E con un noleggio barche alle Eolie si raggiunge poi l’isola di Salina, capitale mondiale della produzione della Malvasia, vino liquoroso Doc di colore biondo ambrato: ha una forma raccolta e quasi circolare sulla quale spiccano le due vette di origine vulcanica del Monte Capo Faro dei Porri e del Monte Fossa delle Felci. Collegate tra loro da una “sella” pianeggiante danno all’isola l’inconfondibile forma del dorso di un cammello. Quella di Pollara è di certo la baia più affascinante di Salina. Grandioso è lo spettacolo che appare a chi vi getta l’ancora per la prima volta. Si scopre una stretta spiaggia di sabbia quasi nera che letteralmente fuoriesce dalle alte rocce di tufo. Ecco poi Panarea, altro vero gioiello che vale la pena esplorare dal mare dopo aver realizzato un noleggio barche alle Eolie. Il primo scalo si fa a San Pietro, il centro abitato più grande, e subito ci si immerge nell’atmosfera un po’ da movida che riporta alla mente i film dei fratelli Vanzina sulle vacanze anni Ottanta. Sarà poi per il fatto che sull’isola le auto sono bandite e che si sposta solo su motorini e pittoresche motocarrozzelle, ma a Panarea divertimento fa comunque rima con autenticità. Altro punto da vedere è Punta Peppemaria, promontorio posto subito a sud di San Pietro nei pressi del quale sgorgano delle fonti termali È quindi a Stromboli, l’isola più orientale delle Eolie, che si trova il vulcano più “vero” dell’arcipelago, quello la cui vetta raggiunge quasi i 1.000 metri e che è sempre in attività esplosiva. Ai piedi della montagna acque limpide come cristallo contrastano con spiagge scure di fine sabbia lavica. Tra le viuzze di Scari, Ficogrande, Piscità e San Vincenzo - i quartieri tra cui è diviso il borgo principale -, la mancanza di illuminazione notturna è un “trucco” deciso per dare risalto alla costante eruzione del vulcano che squarcia il buio.

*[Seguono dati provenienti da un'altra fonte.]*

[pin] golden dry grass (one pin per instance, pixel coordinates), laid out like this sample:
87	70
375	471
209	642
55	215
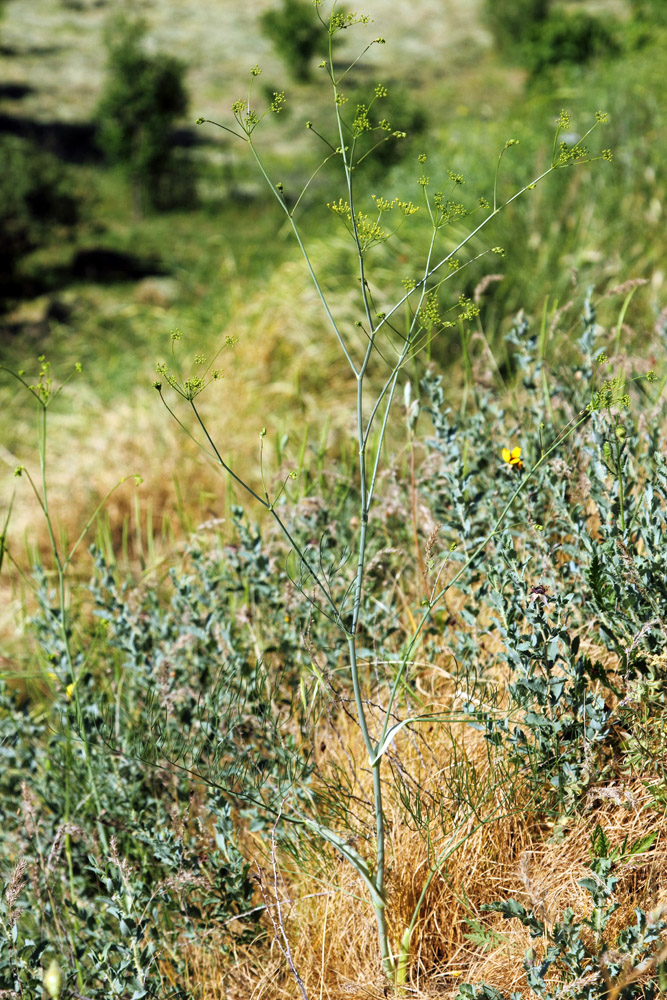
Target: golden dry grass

Grazie a un noleggio barche alle Eolie ad esempio si può raggiungerla alle prime luci del giorno: è una esperienza da conservare, anche perché un pennacchio di fumo segnala la presenza del vulcano a chi fa vela in queste acque. La visita di Stromboli non è tale senza aver circumnavigato l’isola, sia per ammirare le diverse formazioni rocciose dalle incredibili sfumature di colore, tra il nero e il rosso, sia per scoprire dal mare la poderosa Sciara di Fuoco. Posta sul lato ovest, prima di Ginostra, è formata da ripide pareti di lava lungo le quali scivolano con continuità flussi di lava a 1.000°C che si inabissano nel mare fumando e sibilando. E infine, dopo un noleggio barche alle Eolie si raggiungono anche le due isole più piccole e riparate del gruppo: sono Filicudi e l’ancora più calma Alicudi che è di certo la meno mondana delle Eolie, mentre a Filicudi lo standard di offerta turistica e di servizi è comunque elevato.